For a system in use? Sure.

Or maybe the tool you are using to identify the names of sites is not the right one to be using. 'RIPE.NET' is actually 'Reseaux IP Europeens' which is the European regional Internet Registrar - one of the Internet agencies that allocates IP addresses. "LIQUIDWEB.COM" is a bandwidth provider in Lansing, Michigan (roughly half way between Toronto and Chicago). They happen to "own" the netspace used by that ephotozine.com host.

[compton ~]$ arinwhois 69.16.237.154 [whois.arin.net]

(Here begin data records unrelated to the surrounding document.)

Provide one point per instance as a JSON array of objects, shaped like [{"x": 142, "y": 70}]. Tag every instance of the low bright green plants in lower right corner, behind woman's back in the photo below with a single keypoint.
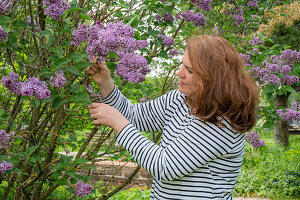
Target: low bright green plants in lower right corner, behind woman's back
[{"x": 270, "y": 171}]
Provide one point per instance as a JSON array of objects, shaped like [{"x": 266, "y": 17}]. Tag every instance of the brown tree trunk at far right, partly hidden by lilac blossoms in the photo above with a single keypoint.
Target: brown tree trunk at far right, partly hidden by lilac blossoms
[{"x": 281, "y": 128}]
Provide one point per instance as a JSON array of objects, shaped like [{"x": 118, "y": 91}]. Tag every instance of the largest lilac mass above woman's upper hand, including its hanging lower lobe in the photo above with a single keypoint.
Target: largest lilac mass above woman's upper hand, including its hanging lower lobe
[{"x": 118, "y": 38}]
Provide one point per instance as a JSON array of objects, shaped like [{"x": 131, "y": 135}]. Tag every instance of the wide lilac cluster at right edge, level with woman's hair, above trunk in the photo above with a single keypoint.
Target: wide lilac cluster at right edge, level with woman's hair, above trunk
[{"x": 276, "y": 69}]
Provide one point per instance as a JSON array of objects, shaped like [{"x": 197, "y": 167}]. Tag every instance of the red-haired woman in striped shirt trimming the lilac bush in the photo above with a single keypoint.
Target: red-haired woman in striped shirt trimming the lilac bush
[{"x": 202, "y": 145}]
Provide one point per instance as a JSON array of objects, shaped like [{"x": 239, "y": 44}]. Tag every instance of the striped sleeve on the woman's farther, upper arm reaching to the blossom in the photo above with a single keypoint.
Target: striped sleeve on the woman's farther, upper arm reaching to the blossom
[{"x": 148, "y": 116}]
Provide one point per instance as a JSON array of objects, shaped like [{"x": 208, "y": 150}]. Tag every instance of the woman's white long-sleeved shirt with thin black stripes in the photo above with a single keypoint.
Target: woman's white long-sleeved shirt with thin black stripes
[{"x": 194, "y": 160}]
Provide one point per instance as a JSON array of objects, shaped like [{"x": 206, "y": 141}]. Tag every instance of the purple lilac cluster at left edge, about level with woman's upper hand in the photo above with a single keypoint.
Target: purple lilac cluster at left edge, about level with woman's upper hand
[{"x": 31, "y": 87}]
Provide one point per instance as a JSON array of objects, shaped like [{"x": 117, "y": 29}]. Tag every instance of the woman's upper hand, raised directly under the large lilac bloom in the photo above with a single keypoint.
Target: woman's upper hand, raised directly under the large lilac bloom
[{"x": 99, "y": 73}]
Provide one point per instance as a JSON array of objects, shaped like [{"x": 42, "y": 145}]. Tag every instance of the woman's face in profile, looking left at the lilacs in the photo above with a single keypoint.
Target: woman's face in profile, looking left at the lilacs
[{"x": 185, "y": 73}]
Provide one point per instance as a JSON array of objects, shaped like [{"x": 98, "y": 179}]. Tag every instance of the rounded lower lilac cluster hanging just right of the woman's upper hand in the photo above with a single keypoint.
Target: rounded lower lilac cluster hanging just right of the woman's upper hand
[{"x": 132, "y": 67}]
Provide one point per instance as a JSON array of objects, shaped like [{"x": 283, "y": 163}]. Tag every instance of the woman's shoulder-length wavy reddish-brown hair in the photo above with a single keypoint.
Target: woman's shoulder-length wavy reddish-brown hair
[{"x": 223, "y": 87}]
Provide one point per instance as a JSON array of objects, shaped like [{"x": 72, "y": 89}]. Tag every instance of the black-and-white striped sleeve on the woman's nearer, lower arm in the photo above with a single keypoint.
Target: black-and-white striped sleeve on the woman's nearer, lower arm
[{"x": 199, "y": 144}]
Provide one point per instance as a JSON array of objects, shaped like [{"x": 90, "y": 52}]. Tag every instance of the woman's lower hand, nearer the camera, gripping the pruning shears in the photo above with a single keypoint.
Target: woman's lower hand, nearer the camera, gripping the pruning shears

OrgName: Liquid Web, Inc. OrgID: LQWB Address: 4210 Creyts Rd. City: Lansing StateProv: MI PostalCode: 48917 Country: US NetRange: 69.16.192.0 - 69.16.255.255 CIDR: 69.16.192.0/18 NetName: LIQUIDWEB-4

[...] [compton ~]$

If the local source of the requests (192.168.1.34) is your system, OR if you are intentionally running a public hot-spot - probably OK. If this is not the case, yeah you may have a problem. Remember that most windoze style networking setups are configured such that anyone can use them out of the box. Security is intentionally disabled because most users don't want to read the crappy manual that came with the product, and the product manufacturer saved money by not providing clear instructions of how to set things up securely because they knew no one is interested.

Old guy

Reply to
Moe Trin

thanks for this - I didn't understand that it is normal to use all the ports like this. In that case I am worrying about nothing ( I think!)

Moe Tr> On 2 Sep 2006, in the Usenet newsgroup comp.security.firewalls, in article

Reply to
deja

Your logs are showing outbound requests from your browser. Your router logging obviously logs outbound traffic, by the looks of it,

192.168.1.34 who ever is using it is enjoying the web.. You will know the direction of the traffic from the firewall default policy. a. L to W ---.> outbound b. W to L -----> inbounnd c. W to W -----> internet to router WAN.